Once a DUWL is free of contamination a product that can maintain low levels of biofilm is recommended. Bioclear Daily is a simple and easy-to-use solution which complies with ISO10993 for biocompatibility. Bioclear Daily is introduced directly into the dental unit water feed bottle as a solution in water, acting as a continuous method of controlling the amount of active bacteria in that water. Used daily, it reduces the planktonic bacteria count in water flowing through the unit, minimising the potential for biofilm formation. This solution is designed to prevent biofilm formation on an ongoing basis rather than removing existing biofilm from a system.
hichever type of biofilm control you undertake, it is important to regularly monitor the microbial contamination to ensure regulatory compliance. Biological dip slides are an ideal solution, which can be easily used in practice by simply wetting each side of the slide with the output water from each treatment centre. Once left for 72 hours, the dip slides will develop highly visual red spots where contamination is present allowing remedial action to be taken. If the DipSlide is clear that you can be confident that your water management system is working effectively. Regular monitoring of water quality is essential and DipSlide testing should be undertaken quarterly, for each treatment centre.

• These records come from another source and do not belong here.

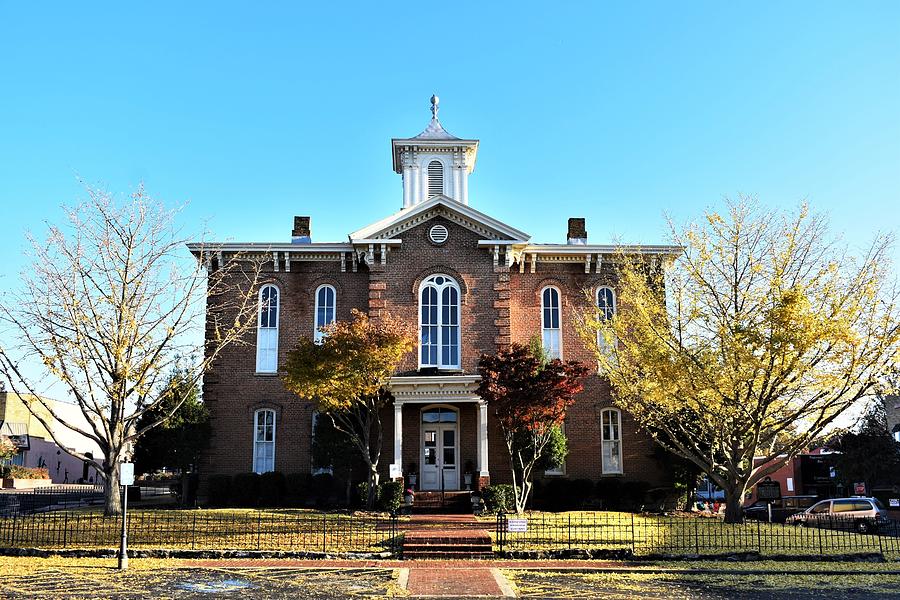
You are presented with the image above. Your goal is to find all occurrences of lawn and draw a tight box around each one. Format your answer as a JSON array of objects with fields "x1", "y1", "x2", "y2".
[{"x1": 0, "y1": 508, "x2": 900, "y2": 558}]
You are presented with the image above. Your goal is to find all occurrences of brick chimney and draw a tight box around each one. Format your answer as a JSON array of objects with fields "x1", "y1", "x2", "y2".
[
  {"x1": 566, "y1": 217, "x2": 587, "y2": 246},
  {"x1": 291, "y1": 217, "x2": 312, "y2": 244}
]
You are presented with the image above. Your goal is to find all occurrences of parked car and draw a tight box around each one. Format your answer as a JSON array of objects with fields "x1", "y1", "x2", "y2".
[
  {"x1": 785, "y1": 498, "x2": 890, "y2": 533},
  {"x1": 744, "y1": 496, "x2": 819, "y2": 523}
]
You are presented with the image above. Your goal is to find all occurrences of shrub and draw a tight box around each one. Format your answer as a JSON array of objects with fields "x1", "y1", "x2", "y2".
[
  {"x1": 259, "y1": 471, "x2": 285, "y2": 506},
  {"x1": 312, "y1": 473, "x2": 337, "y2": 507},
  {"x1": 596, "y1": 477, "x2": 622, "y2": 510},
  {"x1": 284, "y1": 473, "x2": 312, "y2": 506},
  {"x1": 378, "y1": 481, "x2": 403, "y2": 512},
  {"x1": 622, "y1": 481, "x2": 650, "y2": 511},
  {"x1": 481, "y1": 483, "x2": 516, "y2": 512},
  {"x1": 207, "y1": 475, "x2": 231, "y2": 506},
  {"x1": 231, "y1": 473, "x2": 259, "y2": 508},
  {"x1": 353, "y1": 481, "x2": 381, "y2": 508},
  {"x1": 5, "y1": 465, "x2": 50, "y2": 479}
]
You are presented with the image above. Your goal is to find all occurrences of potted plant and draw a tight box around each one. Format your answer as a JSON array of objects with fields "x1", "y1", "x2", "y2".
[{"x1": 463, "y1": 460, "x2": 475, "y2": 490}]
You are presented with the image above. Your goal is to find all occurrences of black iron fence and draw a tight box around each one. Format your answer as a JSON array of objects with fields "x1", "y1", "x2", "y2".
[
  {"x1": 0, "y1": 483, "x2": 103, "y2": 517},
  {"x1": 0, "y1": 510, "x2": 399, "y2": 553},
  {"x1": 494, "y1": 512, "x2": 900, "y2": 557}
]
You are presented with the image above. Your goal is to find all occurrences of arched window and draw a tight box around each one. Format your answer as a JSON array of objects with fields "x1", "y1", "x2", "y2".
[
  {"x1": 600, "y1": 408, "x2": 622, "y2": 475},
  {"x1": 428, "y1": 160, "x2": 444, "y2": 198},
  {"x1": 597, "y1": 286, "x2": 616, "y2": 321},
  {"x1": 253, "y1": 408, "x2": 275, "y2": 473},
  {"x1": 419, "y1": 275, "x2": 459, "y2": 369},
  {"x1": 597, "y1": 286, "x2": 616, "y2": 351},
  {"x1": 256, "y1": 284, "x2": 280, "y2": 373},
  {"x1": 313, "y1": 285, "x2": 337, "y2": 343},
  {"x1": 541, "y1": 287, "x2": 562, "y2": 358}
]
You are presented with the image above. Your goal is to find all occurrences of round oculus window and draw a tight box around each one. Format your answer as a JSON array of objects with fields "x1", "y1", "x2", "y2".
[{"x1": 428, "y1": 225, "x2": 450, "y2": 244}]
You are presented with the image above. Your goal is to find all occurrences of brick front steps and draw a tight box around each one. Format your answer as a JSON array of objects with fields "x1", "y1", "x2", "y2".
[
  {"x1": 413, "y1": 491, "x2": 472, "y2": 514},
  {"x1": 403, "y1": 529, "x2": 494, "y2": 559}
]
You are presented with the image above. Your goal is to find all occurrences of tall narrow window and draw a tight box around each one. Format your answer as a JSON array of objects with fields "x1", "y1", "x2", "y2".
[
  {"x1": 253, "y1": 408, "x2": 275, "y2": 473},
  {"x1": 541, "y1": 287, "x2": 562, "y2": 358},
  {"x1": 428, "y1": 160, "x2": 444, "y2": 198},
  {"x1": 256, "y1": 284, "x2": 279, "y2": 373},
  {"x1": 419, "y1": 275, "x2": 459, "y2": 368},
  {"x1": 597, "y1": 287, "x2": 616, "y2": 321},
  {"x1": 600, "y1": 408, "x2": 622, "y2": 475},
  {"x1": 597, "y1": 286, "x2": 616, "y2": 351},
  {"x1": 313, "y1": 285, "x2": 336, "y2": 344}
]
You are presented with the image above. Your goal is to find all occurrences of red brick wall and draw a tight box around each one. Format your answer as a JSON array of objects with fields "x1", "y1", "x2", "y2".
[{"x1": 202, "y1": 217, "x2": 666, "y2": 494}]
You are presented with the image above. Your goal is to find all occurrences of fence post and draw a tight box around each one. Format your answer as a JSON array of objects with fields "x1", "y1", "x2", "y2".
[
  {"x1": 631, "y1": 513, "x2": 637, "y2": 558},
  {"x1": 256, "y1": 509, "x2": 262, "y2": 551},
  {"x1": 391, "y1": 510, "x2": 399, "y2": 556},
  {"x1": 756, "y1": 521, "x2": 762, "y2": 556},
  {"x1": 694, "y1": 517, "x2": 700, "y2": 556}
]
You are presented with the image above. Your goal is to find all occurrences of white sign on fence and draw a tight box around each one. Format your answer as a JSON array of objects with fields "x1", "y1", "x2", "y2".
[
  {"x1": 506, "y1": 519, "x2": 528, "y2": 533},
  {"x1": 119, "y1": 463, "x2": 134, "y2": 485}
]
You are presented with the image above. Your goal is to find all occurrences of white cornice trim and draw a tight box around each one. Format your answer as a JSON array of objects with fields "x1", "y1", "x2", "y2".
[
  {"x1": 350, "y1": 195, "x2": 531, "y2": 243},
  {"x1": 187, "y1": 240, "x2": 354, "y2": 254},
  {"x1": 524, "y1": 240, "x2": 684, "y2": 256}
]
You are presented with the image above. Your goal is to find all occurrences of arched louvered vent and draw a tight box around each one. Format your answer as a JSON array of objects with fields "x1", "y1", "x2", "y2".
[
  {"x1": 428, "y1": 225, "x2": 450, "y2": 244},
  {"x1": 428, "y1": 160, "x2": 444, "y2": 198}
]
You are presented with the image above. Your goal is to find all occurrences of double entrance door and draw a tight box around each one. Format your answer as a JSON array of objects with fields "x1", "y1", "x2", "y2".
[{"x1": 420, "y1": 422, "x2": 459, "y2": 490}]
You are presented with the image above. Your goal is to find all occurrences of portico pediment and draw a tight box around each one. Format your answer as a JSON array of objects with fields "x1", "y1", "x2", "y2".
[
  {"x1": 388, "y1": 375, "x2": 481, "y2": 404},
  {"x1": 350, "y1": 195, "x2": 531, "y2": 243}
]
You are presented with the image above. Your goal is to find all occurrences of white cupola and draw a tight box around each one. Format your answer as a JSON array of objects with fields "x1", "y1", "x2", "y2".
[{"x1": 391, "y1": 96, "x2": 478, "y2": 208}]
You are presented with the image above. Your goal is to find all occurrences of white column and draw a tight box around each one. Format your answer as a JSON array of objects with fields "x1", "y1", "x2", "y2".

The problem of biofilm has long been an issue in dentistry. By controlling and eliminating the planktonic bacteria in DUWLs from the outset, biofilm simply cannot form, resulting in water that assures compliance with all regulatory guidelines and gives peace-of-mind for dentists who are ultimately responsible for the well-being of patients and staff.
 Walker JT, Bradshaw DJ, Bennett AM, Fulford MR, Martin MV, Marsh PD. Microbial Biofilm Formation and Contamination of Dental-Unit Water Systems in General Dental Practice. Applied and Environmental Microbiology. 2000; 66(8):3363-3367
 ADA Guidelines for Infection Control. Third Edition 2015.
 CDC (2003) Guidelines for Infection Control in Dental Health-Care Settings, page 29.